Roster additions fail to address core issues
Despite importing proven defensive talents, the Yankees’ fundamental problems persist.
“To me, it’s shocking that their fundamentals are still bad when they’ve imported Paul Goldschmidt, Cody Bellinger, and Ryan McMahon, three very good defensive players,” Heyman said. “Overall, it still seeps in there somehow.”
The team’s recent sweep by Miami illustrated how their approach fails against disciplined opponents.
“They’re a team that’s got speed, that puts the ball in play, that’s got youthful energy. Yankees don’t have any of those things right now,” Heyman observed.
Starting pitching concerns compound problems



Beyond fundamental failures, the Yankees face rotation depth issues that could doom their playoff hopes.

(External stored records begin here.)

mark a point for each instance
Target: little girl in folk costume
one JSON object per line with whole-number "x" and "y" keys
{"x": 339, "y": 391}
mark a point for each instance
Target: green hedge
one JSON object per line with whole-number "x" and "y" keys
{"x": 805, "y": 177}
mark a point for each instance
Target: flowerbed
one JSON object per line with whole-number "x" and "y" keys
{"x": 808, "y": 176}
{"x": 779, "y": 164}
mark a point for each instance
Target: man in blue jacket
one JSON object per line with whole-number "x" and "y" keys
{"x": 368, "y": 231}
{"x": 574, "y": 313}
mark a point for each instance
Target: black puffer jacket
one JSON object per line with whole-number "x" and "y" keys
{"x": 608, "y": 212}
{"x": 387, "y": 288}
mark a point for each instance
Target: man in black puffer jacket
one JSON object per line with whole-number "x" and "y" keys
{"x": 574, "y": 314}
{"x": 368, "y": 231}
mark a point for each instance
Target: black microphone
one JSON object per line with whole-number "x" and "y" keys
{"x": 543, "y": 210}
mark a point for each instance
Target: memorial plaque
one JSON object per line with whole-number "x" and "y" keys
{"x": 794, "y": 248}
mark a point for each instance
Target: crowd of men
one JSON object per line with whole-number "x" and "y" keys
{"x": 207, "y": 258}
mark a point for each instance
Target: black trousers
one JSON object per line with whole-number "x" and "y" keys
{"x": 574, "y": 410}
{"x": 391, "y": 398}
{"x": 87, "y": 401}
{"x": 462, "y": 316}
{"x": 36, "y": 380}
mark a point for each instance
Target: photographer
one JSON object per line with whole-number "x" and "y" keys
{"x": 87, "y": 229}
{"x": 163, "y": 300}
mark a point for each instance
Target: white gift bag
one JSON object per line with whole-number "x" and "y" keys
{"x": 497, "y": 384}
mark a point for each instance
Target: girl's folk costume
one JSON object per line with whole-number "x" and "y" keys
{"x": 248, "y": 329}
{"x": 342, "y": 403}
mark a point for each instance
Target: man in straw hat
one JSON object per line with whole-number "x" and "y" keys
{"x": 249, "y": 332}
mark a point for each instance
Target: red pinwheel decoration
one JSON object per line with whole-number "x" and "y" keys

“If they miss the playoffs, will fundamentals have been a part of it? Yes. But I actually think they might run out of starting pitching,” Sherman warned.
“Yesterday was a big day and Luis Gil did not rise to that big day. They need him to be really good. Once they get rid of Stroman, which by the way, I think was the right move, you are now in the Clarke Schmidt, Will Warren business till the finish line unless Ryan Yarborough gets healthy.”
The precarious situation leaves little margin for error. “These five guys have to pretty much stay healthy and somewhat effective to the end… If they have any glitch here physically or Gil isn’t good, I don’t think they survive it.”
Talent versus execution dilemma
The Yankees find themselves trapped between elite talent and systematic execution failures. “Are they going to out-homer their mistakes?” Sherman asked. “You know they’re going to make mistakes, and they’re going to hit home runs. Which are they going to do more of? That’s basically what it’s come down to.”
With their championship window potentially closing, the organization must confront whether its “Frankenstein’s monster” can be fixed in time to salvage what began as a promising season. As Sherman and Heyman’s analysis makes clear, the Yankees’ problems run deeper than personnel – they reflect fundamental organizational choices about accountability, emphasis, and leadership that have created a predictable cycle of mid-season collapse.
“I’m not going to be shocked at all if they miss the playoffs at this point,” Sherman concluded, summarizing the precarious position of a franchise that continues to choose talent over fundamentals while expecting different results.